The current study did not reveal a significant association between mortality and NLR, probably due to a smaller sample size compared to other studies [14] [18], although this study showed that participants with normal NLR had lower odds of mortality compared to those with abnormal NLR, in line with findings elsewhere that NLR can significantly predict mortality among patients with odontogenic infections [18]. The lack of significance in the current study could be due to a low sample size.
The current study revealed a significant difference in NLR between participants who died and those with resolved disease among participants with orofacial infections. Similarly, CRP was also significantly different between participants who died or were admitted to the ICU and those with resolved disease. Participants with normal NLR of 2 had significantly higher odds of disease resolution compared to those with abnormal NLR. It can therefore be deduced that NLR is as good as CRP in predicting outcomes in orofacial infections, which is the standard of care in our setup. In fact, this study has shown that NLR is an independent predictor of disease resolution in orofacial infections.
5. Conclusion
NLR had a significant association with mortality and disease severity and was comparable to CRP in ability to predict disease outcomes in orofacial infections. Participants with resolved disease had significantly lower levels of NLR compared to those who were admitted to the ICU. Similarly, participants who died or were admitted to the ICU had significantly higher levels of CRP compared to those with resolved disease. NLR can be an easily accessible and good predictor of disease outcomes.

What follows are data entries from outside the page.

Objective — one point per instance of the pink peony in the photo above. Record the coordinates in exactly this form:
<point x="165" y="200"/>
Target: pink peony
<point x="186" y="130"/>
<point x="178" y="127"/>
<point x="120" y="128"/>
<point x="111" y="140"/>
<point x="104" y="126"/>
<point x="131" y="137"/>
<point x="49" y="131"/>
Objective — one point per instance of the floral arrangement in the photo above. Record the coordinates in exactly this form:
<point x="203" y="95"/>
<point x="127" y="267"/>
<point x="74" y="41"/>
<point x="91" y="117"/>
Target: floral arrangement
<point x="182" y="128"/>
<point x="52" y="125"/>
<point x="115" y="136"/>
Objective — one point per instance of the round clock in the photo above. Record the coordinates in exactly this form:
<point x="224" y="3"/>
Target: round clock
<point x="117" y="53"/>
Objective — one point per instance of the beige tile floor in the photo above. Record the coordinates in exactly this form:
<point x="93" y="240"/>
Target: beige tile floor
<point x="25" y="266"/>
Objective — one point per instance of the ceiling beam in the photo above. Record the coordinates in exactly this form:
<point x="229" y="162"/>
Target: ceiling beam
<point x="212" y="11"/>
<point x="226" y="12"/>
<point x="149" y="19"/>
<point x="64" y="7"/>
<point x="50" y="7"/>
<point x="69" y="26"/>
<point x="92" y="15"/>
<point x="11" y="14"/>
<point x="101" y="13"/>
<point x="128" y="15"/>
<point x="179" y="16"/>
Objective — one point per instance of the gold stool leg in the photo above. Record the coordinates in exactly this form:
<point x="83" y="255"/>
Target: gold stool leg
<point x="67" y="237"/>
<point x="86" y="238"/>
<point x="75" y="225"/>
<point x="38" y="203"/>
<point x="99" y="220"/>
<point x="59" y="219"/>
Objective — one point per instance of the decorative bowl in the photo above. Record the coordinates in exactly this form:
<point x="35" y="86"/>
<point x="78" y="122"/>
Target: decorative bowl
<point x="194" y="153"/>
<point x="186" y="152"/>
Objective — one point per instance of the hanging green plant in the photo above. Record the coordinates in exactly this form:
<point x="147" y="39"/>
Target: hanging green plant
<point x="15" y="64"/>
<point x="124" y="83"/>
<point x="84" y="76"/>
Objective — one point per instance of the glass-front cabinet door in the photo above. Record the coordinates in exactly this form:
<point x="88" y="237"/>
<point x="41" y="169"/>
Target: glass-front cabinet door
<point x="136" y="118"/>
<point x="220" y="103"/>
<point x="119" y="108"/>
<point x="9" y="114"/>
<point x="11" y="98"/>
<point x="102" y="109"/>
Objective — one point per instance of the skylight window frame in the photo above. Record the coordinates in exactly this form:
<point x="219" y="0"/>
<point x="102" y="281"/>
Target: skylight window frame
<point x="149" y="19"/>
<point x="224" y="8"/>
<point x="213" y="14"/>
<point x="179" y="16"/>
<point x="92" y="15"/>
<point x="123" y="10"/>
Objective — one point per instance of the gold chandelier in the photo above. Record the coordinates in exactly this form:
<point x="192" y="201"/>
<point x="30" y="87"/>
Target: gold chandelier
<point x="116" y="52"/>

Ethical Approval and Consent to Participate
The study protocol had ethical approval from the University of Nairobi/Kenyatta National Hospital Ethics and Research Committee (No. P591/07/2023). Permission to conduct the study was obtained from the management of Kenyatta National Hospital. Informed consent was obtained from the participants at admission and where the participant was a minor, consent was obtained from the parent or the guardian.